How To Create Daily & Weekly KPIs on Atlantic BT blog

Week over Week Analysis

Does our “watch” on Visits Per Visitor need a “deep dive” to figure out what is going on? Probably not based on comparing a week in April / May to the same week last year. We see an average of 1.12 for Visits Per Visitor and we know this metric moves SLOWLY and in tiny increments, so our single day 1.10 isn’t so dramatic as to call for a deep dive.

In the weekly data our unique traffic is down by 17%. I know the source of the difference. We had a promotion last year we didn’t repeat this year. I don’t panic about unique traffic UNLESS other numbers are trending down too. Use numbers like Pages Per Unique Visitor to know if your website’s engagement is UP even as its traffic is DOWN.

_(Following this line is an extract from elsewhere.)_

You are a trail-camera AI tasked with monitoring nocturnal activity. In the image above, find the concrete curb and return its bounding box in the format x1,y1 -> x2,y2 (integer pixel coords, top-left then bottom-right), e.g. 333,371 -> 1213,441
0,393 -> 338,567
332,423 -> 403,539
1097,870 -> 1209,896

The other reason I wouldn’t panic is this year we converted at 2.42% vs. 1.40% last year banking $163,000 to $16,800, a 871% improvement. That number is TOO GOOD, but again I know the source. I added a goal that wasn’t in last year, so if I wanted a strict apples to apples comparison I would model OUT the difference.

Keep good Notes

I am the WORST person to tell you to keep good notes (lol). If I get hit by a car there will be no note about our Curation Contest or my addition of goals. Since metrics extend over time keeping good notes about daily anomalies or special circumstances will prove helpful when you look back and forget what you or what happened last year. If your site goes down for more than a burp, NOTE IT or you may spend days trying to discover why your daily KPIs are so messed up.

Spreadsheets & Discipline

Wish there was some way to create a daily KPI log OTHER than Excel. If there is one I don’t know it. If you know of a better, less manual way please share in a comment. When I managed $6M in annual e-commerce revenue I checked daily KPIs first thing in the morning. 99% of the time daily KPIs are IN LINE with your modeled expectations. When your KPIs are in line go about your job.

1% of the time your KPIs will trend way out of line with your modeled expectations.

NEVER ignore those days. In a modeled world like the web any variation beyond a half a point of standard deviation (give or take your metrics) deserves a quick review. When you see a full point or two of standard deviation difference then you should close your door and say, “DIVE, DIVE, DIVE” because something bad is happening.

Your website is ON FIRE and it is your job to put it out.

One scary story to sink the point. One October my team found a full 3 point POSITIVE visitor number. We modeled at X and the number we got was 3 full percentage points higher WITHOUT a corresponding increase in the number of conversions. We had substantially more traffic acting like substantially LESS traffic.

We were under a “spam attack” from a competitor.

Spam attacks are when competitors hire proxies to bomb your website with “bad neighborhood” links. The result of such a “spam bomb” is a momentary increase in traffic and then a Google smackdown as your website is labeled “spammer”. We saw the source and reported the links. Now you can use a “disavow” command if you know what you are doing.

The point to my scary story is know your model.

Any movement beyond your modeled expectations should be investigated. Dramatic movements mean your website is on fire and you must put it out before it burns to the ground. Will your website be attacked as the one I managed was? Attacks are increasing and from strange sources, so watch your Daily, Weekly, Monthly, Quarterly and Yearly KPIs like a hawk on a wire looking for dinner and remember to “stay calm and carry on”.